Happy Friday and welcome back to On The Money. I’m Sylvan Lane, and here’s your nightly guide to everything affecting your bills, bank account and bottom line.
THE BIG DEAL–Trump signs stopgap, funding government into November. President Trump on Friday signed a stopgap funding measure to keep the government running until Nov. 21, an eight-week extension into the new fiscal year that begins early next week.
The legislation, which passed in the House last week and the Senate on Thursday, keeps 2019 funding levels in place while Democrats and Republicans look to hammer out a broader spending deal.
Controversy over Trump’s proposed border wall has stalled new spending bills.
The state of play:
- While the House passed 10 of the 12 annual measures early in the summer, the Senate, which requires bipartisan support, has not been able to pass a single appropriations bill for the 2020 fiscal year.
- In recent weeks, the Senate Appropriations Committee succeeded in marking up 10 bills, but several more bills, such as defense and homeland security, received only Republican support.
- Democrats opposed providing an additional $5 billion for the wall at the U.S.-Mexico border, and insisted that other bills should block Trump from using emergency powers to reprogram funds.
- Trump has reprogrammed upwards of $6 billion from defense, military construction funds and a Treasury asset fund for his proposed wall.
- The president was scheduled to meet with Senate Appropriations Committee Chairman Richard Shelby (R-Ala.) about a way forward for the legislation
What’s next? Congress hunts for offramp from looming shutdown fight: Lawmakers are looking for an offramp from a stalemate over how to prevent a shutdown fight in the coming weeks.
Congress reset the clock Thursday with a continuing resolution (CR) to fund the government through Nov. 21, buying themselves an extra eight weeks to negotiate a longer-term spending deal.
But the step forward belies larger troubles about how to fund the government from late November through Sept. 30, 2020. The Hill’s Jordain Carney tells us about the road ahead
LEADING THE DAY
Deutsche Bank reveals it has two tax returns tied to Trump: Deutsche Bank revealed Friday that it has the tax returns of two individuals that are covered under subpoenas from House committees investigating President Trump’s finances.
The bank made the disclosure in a court filing, shedding more light on one of the cases involving efforts to obtain information about Trump’s tax returns and financial information.

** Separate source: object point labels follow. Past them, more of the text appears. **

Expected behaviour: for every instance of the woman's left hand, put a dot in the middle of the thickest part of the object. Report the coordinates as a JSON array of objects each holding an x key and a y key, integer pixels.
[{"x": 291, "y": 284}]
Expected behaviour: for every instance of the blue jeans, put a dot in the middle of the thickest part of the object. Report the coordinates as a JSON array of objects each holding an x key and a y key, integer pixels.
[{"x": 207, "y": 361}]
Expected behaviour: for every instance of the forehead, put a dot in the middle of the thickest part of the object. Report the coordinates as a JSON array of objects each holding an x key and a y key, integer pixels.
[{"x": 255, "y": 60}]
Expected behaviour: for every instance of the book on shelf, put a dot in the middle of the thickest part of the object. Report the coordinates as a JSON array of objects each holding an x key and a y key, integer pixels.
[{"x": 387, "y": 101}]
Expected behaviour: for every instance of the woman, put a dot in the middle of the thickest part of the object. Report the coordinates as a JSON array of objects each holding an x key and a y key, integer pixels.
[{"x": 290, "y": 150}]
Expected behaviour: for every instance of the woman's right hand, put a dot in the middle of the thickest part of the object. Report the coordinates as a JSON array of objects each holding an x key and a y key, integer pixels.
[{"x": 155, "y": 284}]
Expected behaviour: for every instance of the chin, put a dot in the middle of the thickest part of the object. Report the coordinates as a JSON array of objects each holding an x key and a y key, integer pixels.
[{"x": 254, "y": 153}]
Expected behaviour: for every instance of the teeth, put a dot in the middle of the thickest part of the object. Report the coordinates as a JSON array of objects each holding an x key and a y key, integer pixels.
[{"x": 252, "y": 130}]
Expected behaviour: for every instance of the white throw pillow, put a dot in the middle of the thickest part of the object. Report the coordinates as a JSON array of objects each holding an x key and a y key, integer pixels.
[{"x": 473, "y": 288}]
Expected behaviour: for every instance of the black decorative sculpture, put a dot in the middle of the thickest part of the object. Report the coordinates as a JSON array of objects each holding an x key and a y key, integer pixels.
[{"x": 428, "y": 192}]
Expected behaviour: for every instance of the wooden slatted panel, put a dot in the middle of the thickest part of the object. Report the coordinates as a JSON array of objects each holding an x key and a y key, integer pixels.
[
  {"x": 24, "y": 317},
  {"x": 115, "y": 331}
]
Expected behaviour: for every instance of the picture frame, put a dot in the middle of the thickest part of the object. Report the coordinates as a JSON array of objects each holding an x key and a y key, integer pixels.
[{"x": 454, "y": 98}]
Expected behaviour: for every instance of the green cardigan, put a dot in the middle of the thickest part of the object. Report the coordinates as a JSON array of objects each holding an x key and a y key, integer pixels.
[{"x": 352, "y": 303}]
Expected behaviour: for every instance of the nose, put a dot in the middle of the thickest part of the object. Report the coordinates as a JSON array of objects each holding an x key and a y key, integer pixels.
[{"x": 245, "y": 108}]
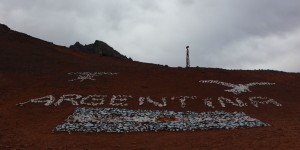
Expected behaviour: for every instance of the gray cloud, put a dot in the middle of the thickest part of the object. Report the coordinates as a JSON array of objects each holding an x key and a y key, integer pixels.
[{"x": 233, "y": 34}]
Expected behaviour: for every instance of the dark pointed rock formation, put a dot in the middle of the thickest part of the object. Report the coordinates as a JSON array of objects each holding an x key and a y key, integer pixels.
[{"x": 100, "y": 48}]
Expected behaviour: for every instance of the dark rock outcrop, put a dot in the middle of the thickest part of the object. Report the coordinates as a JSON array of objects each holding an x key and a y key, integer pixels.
[
  {"x": 3, "y": 28},
  {"x": 100, "y": 48}
]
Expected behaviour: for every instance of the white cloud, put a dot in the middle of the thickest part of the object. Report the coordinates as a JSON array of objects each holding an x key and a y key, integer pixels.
[{"x": 230, "y": 34}]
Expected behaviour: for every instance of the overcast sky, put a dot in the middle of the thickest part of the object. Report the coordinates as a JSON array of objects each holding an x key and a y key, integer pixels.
[{"x": 231, "y": 34}]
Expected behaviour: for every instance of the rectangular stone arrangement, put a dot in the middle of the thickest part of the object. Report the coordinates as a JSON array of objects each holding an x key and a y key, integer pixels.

The tax returns in Deutsche Bank’s possession were redacted in a court filing to protect the names of the individuals involved, but the filing narrows down the list of possible candidates, acknowledging that they are individual tax returns and not for Trump corporations or businesses.
“Based on Deutsche Bank’s current knowledge and the results of the extensive searches that have already been conducted, the Bank has in its possession tax returns (in either draft or as-filed form) responsive to the Subpoenas for two individuals, not entities, named in the Subpoenas,” the court filing reads. The Hill’s Tal Axelrod fills us in here.
House Democrats demand White House turn over docs on Ukraine aid: The chairs of two House panels are demanding that the White House turn over documents and information about military aid withheld from Ukraine amid scrutiny over President Trump’s interactions with the country.
House Budget Committee Chairman John Yarmuth (D-Ky.) and Appropriations Chairwoman Nita Lowey (D-N.Y.) sent a letter to the White House Office of Management and Budget (OMB) on Friday demanding information about the efforts.
Yarmuth and Lowey wrote that the decision to hold up congressionally approved funds over the summer represented a potential “abuse of authority” by the president on apportioning money, suggesting the move may have violated the Impoundment Control Act of 1974.
The Hill’s Niv Elis explains why here.
- Trump’s decision to temporarily withhold $400 million in security assistance from Ukraine before asking Ukrainian President Volodymyr Zelensky to investigate former Vice President Joe Biden in a July 25 phone call is at the heart of mounting scrutiny that has bolstered calls for impeachment.
- The president confirmed earlier this week that he held up the funds from Ukraine but argued he did so because he wanted European countries to contribute more for the cause. Democrats, meanwhile, have raised alarms about the move coming as Trump and his allies pushed Ukraine to investigate Biden.
GOOD TO KNOW
- The wealthiest earners in America are capturing an ever-larger share of income, new data from the Census Bureau shows, exacerbating income inequality even as poverty rates continue to fall across the country.
- The next round of trade talks with China are set for the second week of October, just ahead of a scheduled increase of U.S. tariffs on Chinese imports.
- Wells Fargo on Friday named Charles Scharf as its new CEO and president, more than three months after the departure of former chief Timothy Sloan.